Managing Contradictions in Retrieval-Augmented Generation

Top post
Retrieval-Augmented Generation: Challenges and New Approaches in Dealing with Conflicting Information
Retrieval-Augmented Generation (RAG) has established itself as a promising method for improving the accuracy and factuality of Large Language Models (LLMs). By incorporating external information sources, LLMs can access a broader knowledge base and thus generate more comprehensive and precise answers. However, practice shows that RAG systems are often confronted with ambiguous user queries and potentially conflicting information from different sources. At the same time, they must filter out inaccurate information from noisy or irrelevant documents. Previous research has mostly considered these challenges in isolation, focusing on only one aspect at a time, such as dealing with ambiguities or robustness against misinformation.
A new approach that considers multiple factors simultaneously is enabled by the recently introduced RAMDocs dataset (Retrieval with Ambiguity and Misinformation in Documents) and the associated MADAM-RAG framework. RAMDocs simulates complex and realistic scenarios for conflicting evidence related to a user query, including ambiguity, misinformation, and noise. MADAM-RAG is based on a multi-agent approach where LLM agents discuss the merits of an answer over multiple rounds. An aggregator then collects the answers that refer to unambiguous entities and discards misinformation and noise. This allows various sources of conflict to be addressed jointly.
The effectiveness of MADAM-RAG has been demonstrated using established benchmarks such as AmbigDocs and FaithEval. AmbigDocs requires the presentation of all valid answers for ambiguous queries, while FaithEval focuses on the suppression of misinformation. The results show that MADAM-RAG, with both closed-source and open-source models, achieves significant improvements compared to established RAG baselines. For example, on AmbigDocs, improvements of up to 11.40% were achieved, and on FaithEval with Llama3.3-70B-Instruct, even up to 15.80% (absolute) improvement was reached.
RAMDocs presents significant challenges to existing RAG baselines. For instance, Llama3.3-70B-Instruct only achieves an exact match score of 32.60%. Although MADAM-RAG represents an important step in dealing with conflicting information, analyses show that there is still considerable potential for improvement, particularly with an increasing imbalance between supporting evidence and misinformation.

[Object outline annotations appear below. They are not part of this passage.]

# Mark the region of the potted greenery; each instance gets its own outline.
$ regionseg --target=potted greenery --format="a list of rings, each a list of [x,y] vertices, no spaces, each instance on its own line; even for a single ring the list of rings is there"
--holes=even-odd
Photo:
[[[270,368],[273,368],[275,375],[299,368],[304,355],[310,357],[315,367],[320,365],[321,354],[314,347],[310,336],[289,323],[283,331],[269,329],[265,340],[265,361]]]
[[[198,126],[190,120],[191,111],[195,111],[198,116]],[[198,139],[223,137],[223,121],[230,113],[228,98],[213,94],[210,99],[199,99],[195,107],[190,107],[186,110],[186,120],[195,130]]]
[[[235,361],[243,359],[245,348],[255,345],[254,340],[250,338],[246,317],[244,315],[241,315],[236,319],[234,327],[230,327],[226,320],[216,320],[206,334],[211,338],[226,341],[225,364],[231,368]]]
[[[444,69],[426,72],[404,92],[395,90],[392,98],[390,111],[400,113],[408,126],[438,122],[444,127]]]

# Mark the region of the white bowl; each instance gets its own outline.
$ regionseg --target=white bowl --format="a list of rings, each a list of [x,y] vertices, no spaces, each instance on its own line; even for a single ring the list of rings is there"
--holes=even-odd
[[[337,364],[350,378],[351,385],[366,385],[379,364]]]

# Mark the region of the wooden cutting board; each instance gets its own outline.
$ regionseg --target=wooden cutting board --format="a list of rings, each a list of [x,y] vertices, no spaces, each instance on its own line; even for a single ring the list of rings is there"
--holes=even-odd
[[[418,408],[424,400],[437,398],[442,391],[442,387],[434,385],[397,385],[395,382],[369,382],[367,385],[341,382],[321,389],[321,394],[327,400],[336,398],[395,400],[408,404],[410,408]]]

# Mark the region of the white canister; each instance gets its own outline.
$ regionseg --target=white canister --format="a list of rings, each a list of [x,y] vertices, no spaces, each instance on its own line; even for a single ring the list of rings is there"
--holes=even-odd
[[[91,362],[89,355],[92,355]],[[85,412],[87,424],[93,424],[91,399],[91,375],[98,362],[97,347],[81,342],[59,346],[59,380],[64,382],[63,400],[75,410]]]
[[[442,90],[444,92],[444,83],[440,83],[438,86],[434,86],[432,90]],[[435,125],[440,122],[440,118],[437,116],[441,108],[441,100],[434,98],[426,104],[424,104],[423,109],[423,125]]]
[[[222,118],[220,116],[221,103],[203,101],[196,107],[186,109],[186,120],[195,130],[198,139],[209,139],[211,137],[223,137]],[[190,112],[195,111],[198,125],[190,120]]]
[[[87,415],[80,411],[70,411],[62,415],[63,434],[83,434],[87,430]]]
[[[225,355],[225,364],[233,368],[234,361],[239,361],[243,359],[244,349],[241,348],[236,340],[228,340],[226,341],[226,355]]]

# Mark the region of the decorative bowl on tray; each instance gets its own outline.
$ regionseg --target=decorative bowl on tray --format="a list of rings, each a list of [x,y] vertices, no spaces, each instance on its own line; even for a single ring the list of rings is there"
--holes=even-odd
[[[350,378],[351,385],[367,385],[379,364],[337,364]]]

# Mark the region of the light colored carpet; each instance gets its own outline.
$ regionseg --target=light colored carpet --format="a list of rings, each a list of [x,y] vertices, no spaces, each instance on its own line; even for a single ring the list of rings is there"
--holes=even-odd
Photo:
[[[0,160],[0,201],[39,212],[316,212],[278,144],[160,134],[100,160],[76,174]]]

Research in the field of RAG is increasingly focusing on the development of more robust and reliable systems that can deliver accurate and fact-based results even in complex information landscapes. The consideration of ambiguities, misinformation, and noise in training data and the development of conflict resolution strategies are central challenges. Multi-agent approaches like MADAM-RAG offer promising possibilities to overcome these challenges and further enhance the performance of RAG systems. The development of effective evaluation metrics that adequately capture the ability of RAG systems to handle conflicting information remains an important aspect of future research.